Sorry Hollywood, I know you’ve had a rough year with the loss of Heath Ledger, Isaac Hayes, Bernie Mac and most recently, Paul Newman. But seriously, let’s end method acting. Bite the bullet and quit. I apologize to any readers who enjoy literary techniques as I have to refrain from metaphors that could cause harm for the remainder of this blog. Cool Hand Luke himself and Ledger were known for being method actors, and my apologies if it’s too soon to write this rant. Still, I’ve lost all my patience for method acting. Every time I hear someone talk about the method in an interview or at a coffee shop, I feel the need to ingest a healthy dose of jalepenos and napalm.

For those who aren’t aware of method acting, I’ll give you a highly biased rundown. Method acting, in short, is the becoming of a character. Until the turn of the century, acting was just that, acting. Performers pretended to be people they weren’t. Around 1900, a rich and very bored Russian named Constantin Stanislavski began to explore how to actually become different people on stage rather than impersonate characters. He would spend hours developing the perfect walk, the most unique and consistent lisp or the most minute way of tipping his hat. His techniques changed the face of acting by making it more real.

Towards the end of that paragraph, I got nice. I apologize. It won’t happen again.

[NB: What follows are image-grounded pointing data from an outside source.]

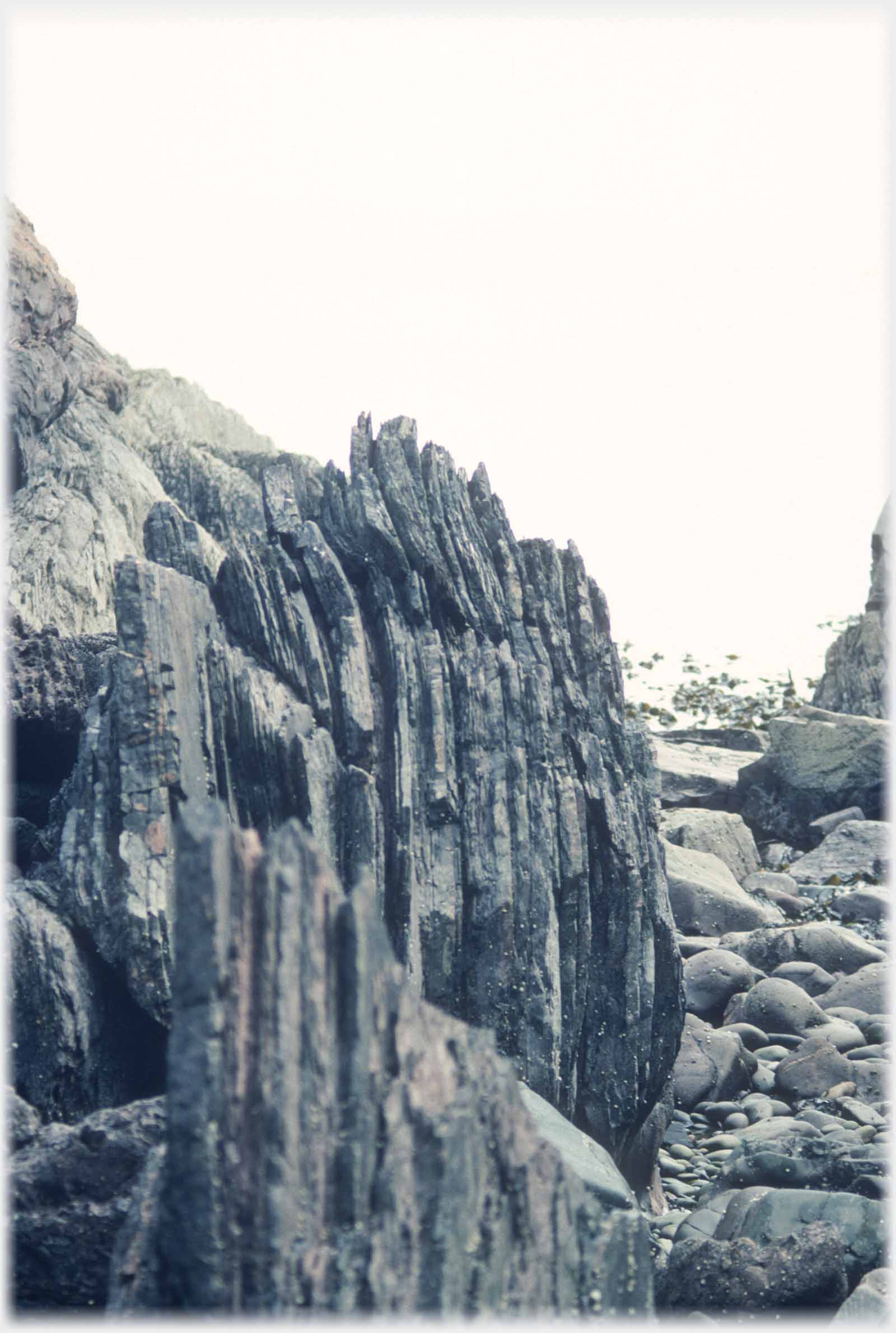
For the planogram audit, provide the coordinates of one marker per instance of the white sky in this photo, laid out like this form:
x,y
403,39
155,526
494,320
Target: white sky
x,y
632,260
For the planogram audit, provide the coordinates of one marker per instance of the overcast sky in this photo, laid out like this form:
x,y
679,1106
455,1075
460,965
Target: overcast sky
x,y
631,259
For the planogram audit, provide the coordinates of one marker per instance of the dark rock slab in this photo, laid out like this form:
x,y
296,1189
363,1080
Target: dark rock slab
x,y
334,1141
711,1064
70,1190
800,1272
79,1041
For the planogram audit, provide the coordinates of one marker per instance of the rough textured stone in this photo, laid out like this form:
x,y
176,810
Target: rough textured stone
x,y
831,947
78,1039
707,899
809,976
818,762
862,906
488,787
718,832
870,1303
711,1064
826,824
767,1215
855,665
70,1191
803,1271
711,977
776,1005
702,776
23,1121
428,1188
866,990
856,847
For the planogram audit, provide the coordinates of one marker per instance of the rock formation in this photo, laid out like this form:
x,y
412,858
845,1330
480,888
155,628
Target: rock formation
x,y
855,665
428,1188
199,618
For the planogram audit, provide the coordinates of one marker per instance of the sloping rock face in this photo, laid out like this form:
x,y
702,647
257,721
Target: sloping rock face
x,y
428,1188
855,665
376,655
818,763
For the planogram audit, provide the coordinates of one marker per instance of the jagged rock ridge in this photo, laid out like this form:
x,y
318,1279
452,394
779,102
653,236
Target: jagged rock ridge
x,y
376,655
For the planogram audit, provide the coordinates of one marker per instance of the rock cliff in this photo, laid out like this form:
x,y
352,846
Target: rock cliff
x,y
855,665
199,618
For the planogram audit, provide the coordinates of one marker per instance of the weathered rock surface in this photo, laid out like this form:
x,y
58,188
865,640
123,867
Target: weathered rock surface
x,y
819,762
707,899
866,990
70,1190
79,1040
477,767
855,848
870,1303
767,1215
855,665
703,776
711,1064
835,948
428,1188
712,977
718,832
804,1271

The mere thought of spending hours “becoming a character” bothers me to no end. Snap out of it! You cannot be something other than yourself. The whole notion of “being” rather than pretending contradicts everything I was taught on Sesame Street. And I’ll be damned if you tell me that Big Bird and the Count were wrong. Even Cookie Monster, yes Cookie Monster was right. My next blog will be about how they stained his blue fur with red tape. I shouldn’t have brought it up, but ugh!

Anyway –

As marketing professionals, writers and designers, our job is very much like an actor’s. We search for the core of the products we sell. We find that one key element that makes them unique and interesting. Once we’ve harnessed that sense of brand differentiation, often called the unique selling point (USP), we start to find the emotional needs of our target audience and how our product satisfies those needs.

I don’t need to soil myself to sell diapers!

And it’s not like commercials can’t pull at emotions. Every Christmas, EVERY Christmas, my mother cries at one Hallmark commercial. At least one Superbowl commercial makes me laugh. Creatives are human too, with needs that products fill.

“But I don’t need things to make me happy”,says the thrift store trend-follower as she takes a sip from her Starbucks coffee. That sense of elitism drives me bonkers to the point where I will actually publish the word bonkers.

Can you even fathom what it would look like if our staff had to zip up each other in wedding dresses to express “how the perfect dress makes you feel?” Though hilarious and YouTube worthy, it’s utterly insane.

So how do marketing creatives transcend the pretentious artist’s way of believability?

We use “as ifs”, a sensible acting technique used to replicate the feeling connected with an event. All creatives do this implicitly, consciously or subconsciously.

Dirty diapers? I’ve sat in a wet puddle before and I know how irritating that is. More accurately to the target, I know that an accident can be embarrassing to everyone involved. Just the other week I put on a freshly pressed outfit only to spill coffee on it within minutes of being at the office.

I don’t need to “become a bride” to know the importance of finding the right dress. I understand how an outfit makes an occasion. Wearing the perfect suit to an interview gives me the confident feeling “as if” this interview is my special day.

So why do we “cheat”, as many method actors would call it? Frankly, because we don’t have a seven-figure contract to develop each ad. Or, because we like to get paid rather than skip out of a shift at our temp job only to blow an audition because we spent three hours “preparing” for a 30-second monologue.

If you think I’m whining. Stop. I just get so flabbergasted when our industry gets assaulted for not creating anything worth watching or noticing twice. Warhol was a genius for seeing labels as art. I hope others can see that as well. Next time you are presented with an ad that makes you stop (and many won’t because they’re awful), examine it. Put aside your natural defenses against advertising and see what its creators see in it- an understanding of how products change us and fill us with esteem far beyond the product itself.